Exploring data using natural language ("plain English") query expressions isn't a new concept, but it has become more relevant and more feasible lately. People are used to search engines and like the metaphor as data querying experience. Products like Thoughtspot and Answer Rocket specialize in this teaming of search and data discovery. And the Q&A feature of Microsoft Power BI enables this, both for ad hoc queries in dashboards and even for use as an authoring tool when designing reports.

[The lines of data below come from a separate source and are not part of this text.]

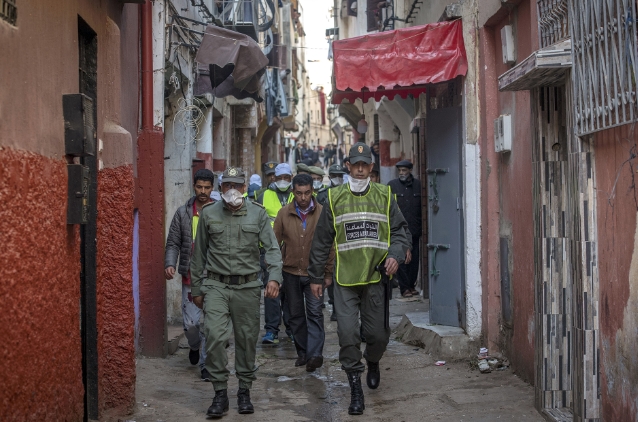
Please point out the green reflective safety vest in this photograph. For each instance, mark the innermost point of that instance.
(362, 227)
(272, 204)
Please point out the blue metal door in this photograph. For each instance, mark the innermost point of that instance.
(445, 214)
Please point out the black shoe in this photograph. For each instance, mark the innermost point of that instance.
(357, 405)
(314, 363)
(220, 404)
(193, 356)
(373, 378)
(301, 361)
(244, 405)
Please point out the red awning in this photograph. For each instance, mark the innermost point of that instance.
(398, 62)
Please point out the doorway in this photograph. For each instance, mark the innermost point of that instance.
(445, 238)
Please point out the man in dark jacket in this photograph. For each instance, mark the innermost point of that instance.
(407, 190)
(180, 243)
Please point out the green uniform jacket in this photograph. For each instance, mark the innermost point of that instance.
(325, 235)
(227, 243)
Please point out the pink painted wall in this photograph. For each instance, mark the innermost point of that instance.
(507, 195)
(617, 208)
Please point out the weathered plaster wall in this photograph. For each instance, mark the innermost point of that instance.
(115, 289)
(507, 196)
(41, 368)
(41, 251)
(617, 202)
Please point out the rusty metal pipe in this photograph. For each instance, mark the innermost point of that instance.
(146, 10)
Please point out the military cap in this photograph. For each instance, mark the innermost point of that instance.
(336, 169)
(269, 167)
(360, 152)
(234, 175)
(303, 167)
(316, 170)
(404, 163)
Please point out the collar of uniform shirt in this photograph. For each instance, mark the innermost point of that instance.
(304, 213)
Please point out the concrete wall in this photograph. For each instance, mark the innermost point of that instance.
(507, 195)
(617, 208)
(41, 297)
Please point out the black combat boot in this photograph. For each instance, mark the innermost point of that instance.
(373, 378)
(357, 405)
(220, 404)
(243, 401)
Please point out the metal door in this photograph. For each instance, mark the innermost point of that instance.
(445, 215)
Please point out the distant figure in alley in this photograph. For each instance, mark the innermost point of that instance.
(181, 237)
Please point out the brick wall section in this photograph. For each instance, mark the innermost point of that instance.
(116, 350)
(41, 355)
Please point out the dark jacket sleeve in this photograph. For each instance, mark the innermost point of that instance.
(398, 240)
(174, 241)
(273, 254)
(321, 246)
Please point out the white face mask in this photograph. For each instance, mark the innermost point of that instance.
(282, 185)
(358, 185)
(337, 181)
(233, 197)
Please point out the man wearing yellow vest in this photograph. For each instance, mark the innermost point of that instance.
(273, 199)
(364, 223)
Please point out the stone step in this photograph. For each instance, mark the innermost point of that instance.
(442, 342)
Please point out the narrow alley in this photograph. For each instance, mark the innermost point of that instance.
(412, 387)
(169, 165)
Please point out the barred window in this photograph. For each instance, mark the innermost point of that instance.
(604, 72)
(9, 11)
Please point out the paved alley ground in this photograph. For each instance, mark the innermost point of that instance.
(412, 387)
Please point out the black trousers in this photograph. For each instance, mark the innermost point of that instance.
(408, 273)
(306, 316)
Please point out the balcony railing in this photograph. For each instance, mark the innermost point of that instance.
(248, 17)
(553, 21)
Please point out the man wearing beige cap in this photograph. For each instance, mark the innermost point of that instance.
(364, 225)
(229, 234)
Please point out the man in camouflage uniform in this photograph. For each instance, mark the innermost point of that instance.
(229, 234)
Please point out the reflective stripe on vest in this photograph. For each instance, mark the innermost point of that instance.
(272, 204)
(362, 232)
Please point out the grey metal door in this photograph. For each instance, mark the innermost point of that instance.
(445, 215)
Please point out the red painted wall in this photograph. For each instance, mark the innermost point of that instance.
(150, 203)
(116, 317)
(41, 356)
(617, 206)
(507, 196)
(40, 299)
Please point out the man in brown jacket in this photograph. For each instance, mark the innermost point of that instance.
(294, 228)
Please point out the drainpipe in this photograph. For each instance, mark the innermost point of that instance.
(149, 200)
(147, 64)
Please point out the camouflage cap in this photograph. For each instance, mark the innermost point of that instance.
(269, 167)
(316, 170)
(234, 175)
(360, 152)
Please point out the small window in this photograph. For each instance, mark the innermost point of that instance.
(9, 11)
(373, 13)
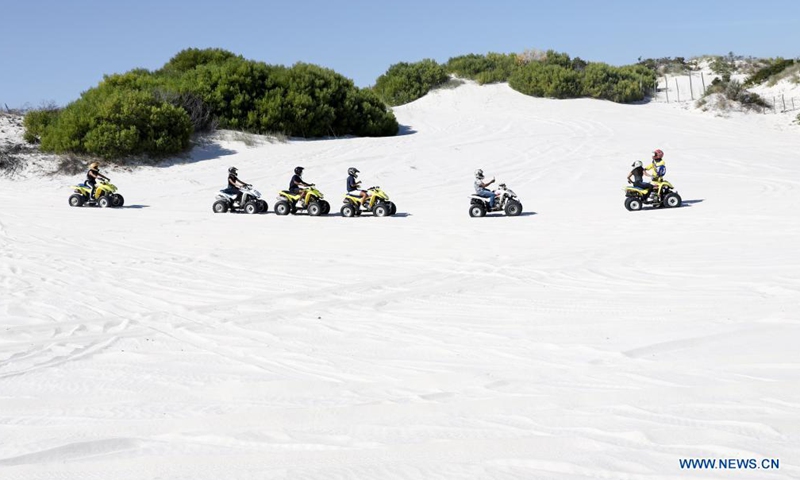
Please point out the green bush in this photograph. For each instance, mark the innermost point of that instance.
(192, 58)
(155, 113)
(558, 76)
(489, 68)
(765, 73)
(405, 82)
(119, 123)
(36, 122)
(723, 66)
(543, 80)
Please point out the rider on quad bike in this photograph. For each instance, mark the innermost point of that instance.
(92, 176)
(234, 184)
(354, 186)
(481, 190)
(638, 173)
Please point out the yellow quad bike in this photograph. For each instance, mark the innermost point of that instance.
(310, 199)
(377, 202)
(105, 195)
(663, 195)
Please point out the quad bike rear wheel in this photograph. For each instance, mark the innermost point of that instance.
(220, 206)
(283, 208)
(633, 204)
(672, 200)
(76, 200)
(314, 209)
(348, 210)
(477, 210)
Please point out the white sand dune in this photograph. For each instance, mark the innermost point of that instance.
(576, 341)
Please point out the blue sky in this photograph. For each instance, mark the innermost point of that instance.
(54, 50)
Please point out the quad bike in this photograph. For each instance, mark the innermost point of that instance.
(105, 195)
(310, 200)
(661, 195)
(377, 202)
(505, 201)
(248, 201)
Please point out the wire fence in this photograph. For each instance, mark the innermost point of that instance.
(692, 87)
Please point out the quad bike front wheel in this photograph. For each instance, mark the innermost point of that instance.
(326, 207)
(477, 210)
(672, 200)
(513, 209)
(314, 209)
(633, 204)
(220, 206)
(283, 208)
(381, 210)
(252, 207)
(76, 200)
(348, 210)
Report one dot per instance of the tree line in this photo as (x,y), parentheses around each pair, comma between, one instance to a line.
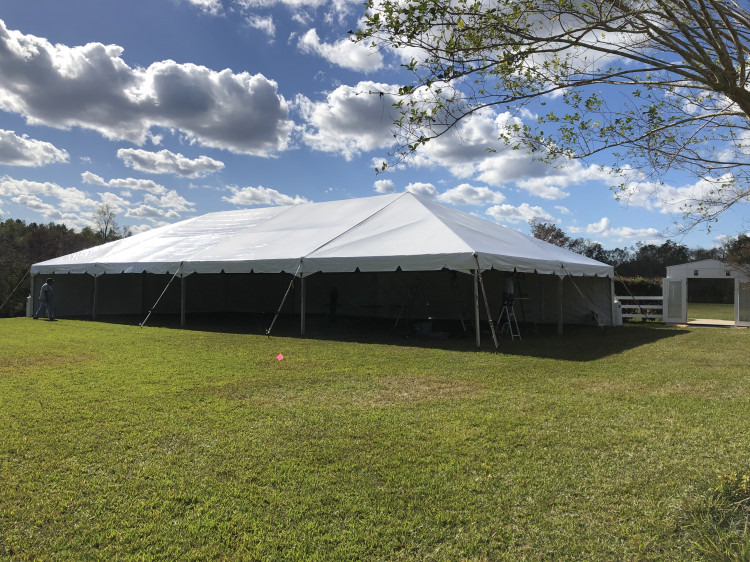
(22,245)
(649,261)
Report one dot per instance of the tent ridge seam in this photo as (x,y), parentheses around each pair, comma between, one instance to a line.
(364,220)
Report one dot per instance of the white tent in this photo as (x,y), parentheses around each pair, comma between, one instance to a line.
(675,288)
(389,233)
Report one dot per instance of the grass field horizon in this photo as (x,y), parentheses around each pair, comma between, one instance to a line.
(125,442)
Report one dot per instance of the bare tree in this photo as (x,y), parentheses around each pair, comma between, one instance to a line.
(107,227)
(650,85)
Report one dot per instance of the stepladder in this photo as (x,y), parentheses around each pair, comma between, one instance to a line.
(507,320)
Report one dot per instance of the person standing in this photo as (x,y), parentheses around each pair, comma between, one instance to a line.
(45,300)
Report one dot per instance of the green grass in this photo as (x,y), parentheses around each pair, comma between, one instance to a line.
(156,443)
(713,311)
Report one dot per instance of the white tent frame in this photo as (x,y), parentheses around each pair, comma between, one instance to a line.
(674,287)
(375,234)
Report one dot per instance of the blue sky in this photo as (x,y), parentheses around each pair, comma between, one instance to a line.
(168,109)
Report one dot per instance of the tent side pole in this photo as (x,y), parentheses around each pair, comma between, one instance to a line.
(33,303)
(487,306)
(477,330)
(182,300)
(560,307)
(302,306)
(93,300)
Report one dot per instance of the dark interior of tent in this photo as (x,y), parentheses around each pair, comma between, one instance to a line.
(435,302)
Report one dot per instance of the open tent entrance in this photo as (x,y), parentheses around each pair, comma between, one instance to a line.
(710,300)
(707,284)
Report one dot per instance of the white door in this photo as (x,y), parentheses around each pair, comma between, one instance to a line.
(741,303)
(675,300)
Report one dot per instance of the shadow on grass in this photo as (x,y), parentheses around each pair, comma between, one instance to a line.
(578,343)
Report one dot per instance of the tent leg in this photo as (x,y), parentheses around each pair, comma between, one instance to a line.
(560,308)
(93,301)
(487,306)
(302,327)
(182,301)
(477,331)
(33,310)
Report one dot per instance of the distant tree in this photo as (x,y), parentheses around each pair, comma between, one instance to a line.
(105,222)
(737,252)
(651,85)
(549,233)
(651,260)
(22,245)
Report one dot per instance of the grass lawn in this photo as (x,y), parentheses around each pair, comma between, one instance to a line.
(122,442)
(714,311)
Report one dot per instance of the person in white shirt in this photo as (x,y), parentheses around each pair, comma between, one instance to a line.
(45,300)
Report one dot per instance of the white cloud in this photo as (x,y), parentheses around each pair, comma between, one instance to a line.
(523,213)
(52,201)
(384,186)
(92,87)
(344,53)
(604,228)
(124,183)
(669,199)
(23,151)
(466,194)
(212,7)
(166,162)
(151,213)
(423,189)
(264,24)
(171,201)
(248,196)
(352,119)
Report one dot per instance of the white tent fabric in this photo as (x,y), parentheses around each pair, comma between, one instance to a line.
(380,233)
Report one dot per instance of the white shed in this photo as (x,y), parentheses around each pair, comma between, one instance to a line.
(678,276)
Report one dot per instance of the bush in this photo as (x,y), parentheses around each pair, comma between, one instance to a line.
(638,287)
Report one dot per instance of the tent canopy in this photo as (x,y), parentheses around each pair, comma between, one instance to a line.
(382,233)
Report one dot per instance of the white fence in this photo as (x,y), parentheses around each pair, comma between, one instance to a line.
(647,308)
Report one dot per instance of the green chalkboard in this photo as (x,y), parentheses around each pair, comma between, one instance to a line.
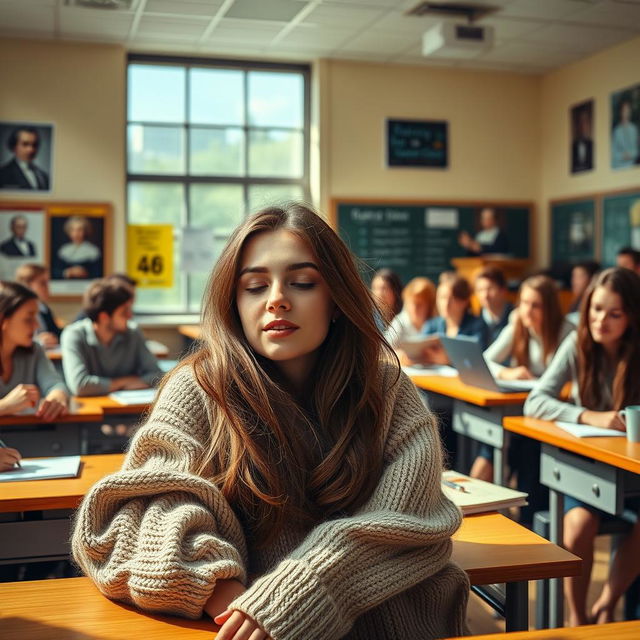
(419,238)
(620,224)
(573,224)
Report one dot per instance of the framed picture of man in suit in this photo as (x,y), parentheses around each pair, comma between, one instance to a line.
(26,156)
(22,239)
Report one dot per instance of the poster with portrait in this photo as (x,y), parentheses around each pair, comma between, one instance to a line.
(582,146)
(625,127)
(26,157)
(78,249)
(22,239)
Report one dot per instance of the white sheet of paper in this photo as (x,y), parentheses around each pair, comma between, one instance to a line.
(198,254)
(44,469)
(587,431)
(432,370)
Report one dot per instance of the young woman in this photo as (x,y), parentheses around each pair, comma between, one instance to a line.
(27,378)
(386,288)
(287,482)
(602,361)
(522,351)
(36,277)
(418,297)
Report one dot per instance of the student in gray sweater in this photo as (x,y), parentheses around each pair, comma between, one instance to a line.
(602,362)
(28,380)
(288,480)
(101,353)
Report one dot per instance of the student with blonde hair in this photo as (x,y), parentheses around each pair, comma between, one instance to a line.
(418,297)
(287,481)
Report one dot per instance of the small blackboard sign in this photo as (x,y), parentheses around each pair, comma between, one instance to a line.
(417,143)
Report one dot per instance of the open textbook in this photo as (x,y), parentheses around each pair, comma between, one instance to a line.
(43,469)
(134,396)
(478,496)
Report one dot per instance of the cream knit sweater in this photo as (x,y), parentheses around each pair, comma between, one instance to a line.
(157,535)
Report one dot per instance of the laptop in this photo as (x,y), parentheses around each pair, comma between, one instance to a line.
(465,354)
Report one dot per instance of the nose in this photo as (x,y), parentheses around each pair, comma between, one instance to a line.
(277,298)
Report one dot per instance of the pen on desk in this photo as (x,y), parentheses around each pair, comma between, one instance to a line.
(454,485)
(2,444)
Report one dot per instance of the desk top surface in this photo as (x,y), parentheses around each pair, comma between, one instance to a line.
(455,388)
(613,631)
(58,493)
(616,451)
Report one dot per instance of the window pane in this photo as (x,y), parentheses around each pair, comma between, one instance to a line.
(152,203)
(266,195)
(217,96)
(219,207)
(156,93)
(217,152)
(276,99)
(156,150)
(276,154)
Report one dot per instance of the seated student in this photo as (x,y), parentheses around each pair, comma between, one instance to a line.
(418,297)
(629,258)
(27,378)
(291,390)
(386,288)
(522,351)
(36,277)
(102,353)
(491,290)
(602,361)
(581,276)
(453,298)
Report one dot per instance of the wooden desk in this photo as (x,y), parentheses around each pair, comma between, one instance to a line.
(191,331)
(59,493)
(489,547)
(613,631)
(478,413)
(599,471)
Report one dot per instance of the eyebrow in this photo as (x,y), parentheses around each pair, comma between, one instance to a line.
(296,266)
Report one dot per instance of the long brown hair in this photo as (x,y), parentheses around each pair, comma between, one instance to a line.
(12,296)
(551,325)
(591,355)
(277,458)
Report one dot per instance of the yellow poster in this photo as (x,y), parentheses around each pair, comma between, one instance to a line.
(150,254)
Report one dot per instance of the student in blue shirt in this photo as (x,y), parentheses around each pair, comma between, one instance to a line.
(452,302)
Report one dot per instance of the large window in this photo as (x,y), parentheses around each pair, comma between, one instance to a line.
(207,143)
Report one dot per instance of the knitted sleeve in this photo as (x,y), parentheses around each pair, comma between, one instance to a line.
(398,539)
(156,534)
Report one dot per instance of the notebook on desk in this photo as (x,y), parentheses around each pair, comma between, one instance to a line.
(465,354)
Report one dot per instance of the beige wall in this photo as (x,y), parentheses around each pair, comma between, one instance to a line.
(80,88)
(596,77)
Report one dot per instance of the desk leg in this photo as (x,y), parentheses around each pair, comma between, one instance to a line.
(517,606)
(556,591)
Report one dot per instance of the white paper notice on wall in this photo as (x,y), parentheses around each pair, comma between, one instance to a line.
(198,253)
(441,218)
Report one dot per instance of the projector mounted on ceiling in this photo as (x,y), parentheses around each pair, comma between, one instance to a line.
(450,40)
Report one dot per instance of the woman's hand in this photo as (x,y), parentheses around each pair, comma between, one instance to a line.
(603,419)
(53,406)
(515,373)
(8,458)
(237,625)
(24,396)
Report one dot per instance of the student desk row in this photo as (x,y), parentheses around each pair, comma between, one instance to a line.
(478,413)
(489,547)
(600,471)
(70,434)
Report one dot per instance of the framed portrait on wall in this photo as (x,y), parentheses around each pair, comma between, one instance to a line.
(26,156)
(22,238)
(625,127)
(79,249)
(582,146)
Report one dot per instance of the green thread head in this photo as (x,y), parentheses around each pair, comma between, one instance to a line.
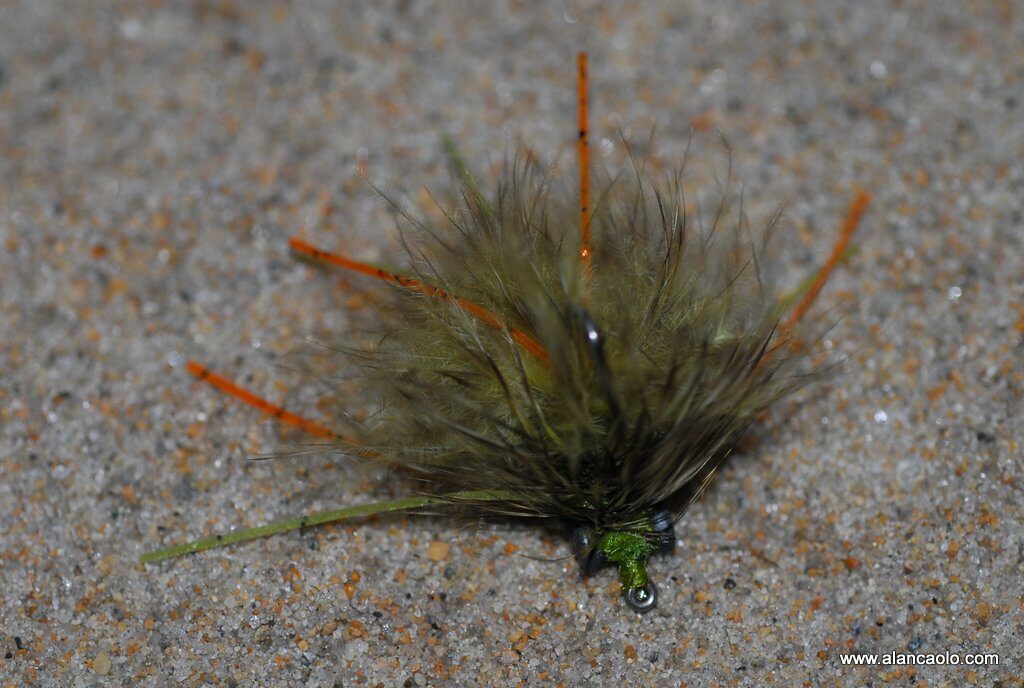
(630,552)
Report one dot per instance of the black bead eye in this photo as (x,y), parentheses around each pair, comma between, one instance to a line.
(664,527)
(643,599)
(581,541)
(591,559)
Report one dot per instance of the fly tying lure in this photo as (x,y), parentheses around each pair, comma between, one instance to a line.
(547,358)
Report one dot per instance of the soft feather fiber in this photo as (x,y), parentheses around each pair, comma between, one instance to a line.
(654,359)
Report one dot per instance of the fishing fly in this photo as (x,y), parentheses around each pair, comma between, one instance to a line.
(545,355)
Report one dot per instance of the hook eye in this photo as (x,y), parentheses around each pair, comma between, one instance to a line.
(643,599)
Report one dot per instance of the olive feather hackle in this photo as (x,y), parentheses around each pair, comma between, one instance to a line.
(590,393)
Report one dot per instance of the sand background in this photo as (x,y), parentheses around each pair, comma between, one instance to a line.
(156,156)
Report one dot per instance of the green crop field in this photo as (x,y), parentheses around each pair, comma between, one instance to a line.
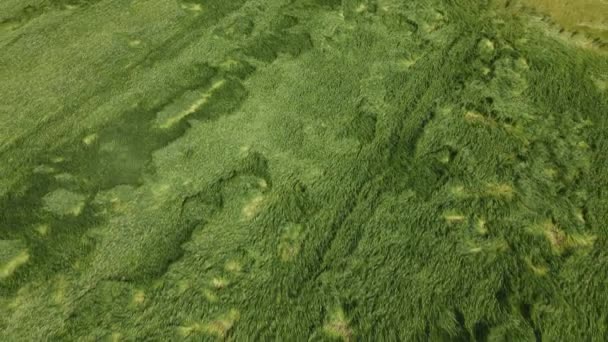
(303,170)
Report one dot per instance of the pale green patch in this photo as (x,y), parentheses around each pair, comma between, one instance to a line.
(454,217)
(139,297)
(89,139)
(44,169)
(13,254)
(219,282)
(64,203)
(538,269)
(337,325)
(499,190)
(43,229)
(222,325)
(480,226)
(169,117)
(559,240)
(252,208)
(290,242)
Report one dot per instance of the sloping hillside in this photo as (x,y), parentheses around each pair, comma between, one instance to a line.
(301,170)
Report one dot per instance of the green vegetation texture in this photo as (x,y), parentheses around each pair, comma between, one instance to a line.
(385,170)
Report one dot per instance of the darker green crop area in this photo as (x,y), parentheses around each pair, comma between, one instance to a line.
(301,170)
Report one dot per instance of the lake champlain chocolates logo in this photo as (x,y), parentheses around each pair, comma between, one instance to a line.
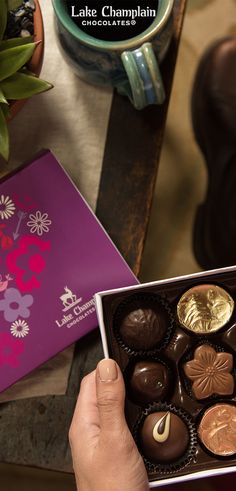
(113,20)
(74,310)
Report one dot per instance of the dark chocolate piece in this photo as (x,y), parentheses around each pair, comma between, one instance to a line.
(149,381)
(217,429)
(143,329)
(210,372)
(164,437)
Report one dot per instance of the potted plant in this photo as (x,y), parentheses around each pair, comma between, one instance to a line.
(20,61)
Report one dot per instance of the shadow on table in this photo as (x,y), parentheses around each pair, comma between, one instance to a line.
(20,478)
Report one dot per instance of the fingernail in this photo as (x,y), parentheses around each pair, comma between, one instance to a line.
(107,370)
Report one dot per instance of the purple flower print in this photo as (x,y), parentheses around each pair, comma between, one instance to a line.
(15,305)
(10,349)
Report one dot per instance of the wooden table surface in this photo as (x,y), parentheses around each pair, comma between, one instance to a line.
(34,431)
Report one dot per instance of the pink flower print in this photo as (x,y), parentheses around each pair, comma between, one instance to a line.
(10,349)
(15,305)
(36,262)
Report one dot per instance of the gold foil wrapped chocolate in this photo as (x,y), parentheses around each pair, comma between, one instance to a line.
(217,429)
(205,308)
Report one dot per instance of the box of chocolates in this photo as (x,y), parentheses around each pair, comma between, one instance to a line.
(175,342)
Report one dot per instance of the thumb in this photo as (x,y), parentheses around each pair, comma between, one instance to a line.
(110,395)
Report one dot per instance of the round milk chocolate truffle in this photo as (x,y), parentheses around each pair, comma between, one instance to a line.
(149,381)
(143,329)
(164,437)
(217,429)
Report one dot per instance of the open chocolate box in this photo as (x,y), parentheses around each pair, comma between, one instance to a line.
(175,342)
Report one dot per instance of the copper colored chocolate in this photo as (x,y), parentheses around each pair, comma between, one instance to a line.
(205,308)
(164,437)
(143,329)
(210,372)
(217,429)
(149,381)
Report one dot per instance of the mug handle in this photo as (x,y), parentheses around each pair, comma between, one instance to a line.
(145,82)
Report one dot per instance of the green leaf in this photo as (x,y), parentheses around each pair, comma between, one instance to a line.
(2,98)
(4,136)
(3,17)
(11,43)
(6,110)
(12,59)
(22,86)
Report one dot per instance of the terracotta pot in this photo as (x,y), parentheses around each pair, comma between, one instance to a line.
(36,61)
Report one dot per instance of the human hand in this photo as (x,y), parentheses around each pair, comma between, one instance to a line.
(105,457)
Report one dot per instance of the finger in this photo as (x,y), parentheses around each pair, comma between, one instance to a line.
(86,417)
(110,396)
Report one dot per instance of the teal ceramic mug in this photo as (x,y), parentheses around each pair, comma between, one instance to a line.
(131,66)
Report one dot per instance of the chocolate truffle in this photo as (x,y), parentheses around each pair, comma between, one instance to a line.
(217,429)
(164,437)
(143,329)
(149,381)
(205,309)
(210,372)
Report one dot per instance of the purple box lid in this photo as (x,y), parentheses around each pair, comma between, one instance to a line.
(54,256)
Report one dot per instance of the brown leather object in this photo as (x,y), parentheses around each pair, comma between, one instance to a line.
(214,124)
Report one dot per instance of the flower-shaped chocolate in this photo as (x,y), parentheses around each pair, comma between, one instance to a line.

Many natural language analytics products, however, require data to be moved into their own repositories or index structures. But today, Arcadia Data is announcing a new Search feature, in the latest release of its Arcadia Enterprise product, that adapts the natural language query paradigm to work directly on top of data lakes.
The low down
In a phone briefing with Sushil Thomas, Arcadia Data's Founder & CEO, and Steve Wooledge, the company's VP of Marketing, I learned that the Arcadia Data Search feature works on top of Hadoop-based data lakes as well as cloud data lakes that reside in Amazon S3 and Microsoft's Azure Data Lake Store (ADLS).
Once Arcadia is connected to the lake, users can type in search expressions like "show me the states with the highest population in 1910" and get results back in the form of data visualizations. This works both for individual searches and within dashboards as (shown in the figure at the top of this post).
Covering the edge cases
Executing such queries over data lakes requires graceful handling of certain ambiguities:
- The same query may apply to more than one data set in the data lake. In this case, Arcadia Data will apply its own scoring algorithm, querying the data set it feels is most applicable, but listing clickable options for the others (see figure below). Users who pick one of the alternate data sets will implicitly influence the scoring algorithm to favor that data set more in subsequent searches
- Certain data sets or columns within a data set may not be appropriate for search-based query. To mitigate these difficulties, Arcadia Data allows administrators to specify which tables, and which columns within them, are searchable.
- For those columns that are searchable, the words used in a natural language query may not match those columns' names verbatim. To handle this quandry, Arcadia Data allows a list of synonyms to be entered for each searchable column.
Arcadia's Search feature provides other niceties. For example, as query expressions are entered, auto-complete suggestions are provided (this may include entire search expressions presented as suggestions after only a single word is entered in the search box). Results are rendered using what Arcadia Data determines to be the most appropriate visualization type, but users may specify the viz type they'd like within the search expression itself.
It's probably important to point that although Arcadia has named this new feature "Search," it does not rely on special search indexes, and it doesn't use technologies like Solr/Lucene or ElasticSearch. Instead, Arcadia is really providing a natural language abstraction layer that converts the entered expression into the corresponding query in SQL, or another native language (depending on the data set's origin and format). Although Arcadia does create its own style of OLAP cube under the hood to accelerate some queries, the data in the lake is being queried natively, and no indexing or ELT is required.
Search engine as data catalog
If you think about it, Arcadia Data's Search feature addresses many of the same data lake use cases as do data catalog-driven query tools. The idea in both cases is to make data in the lake more discoverable, providing a self-service query experience for business users not familiar with each data set and its schema.
The data catalog approach works in a top-down fashion: first find the data set you need and then craft the query against it. Arcadia Data's Search feature is more bottom up: say what you want to see and then the data set will be selected and query crafted for you. Both approaches are valid and either one may be preferable, depending on circumstances.
But sometimes an imperative command is faster and easier than a browsing experience. For business users looking to get off the "blank page" and start getting real use out of their data lakes, Arcadia Data has a great solution. Once users have their bearings, they may wish to use a data catalog to help them explore their data lakes more comprehensively. There are strong synergies to using both.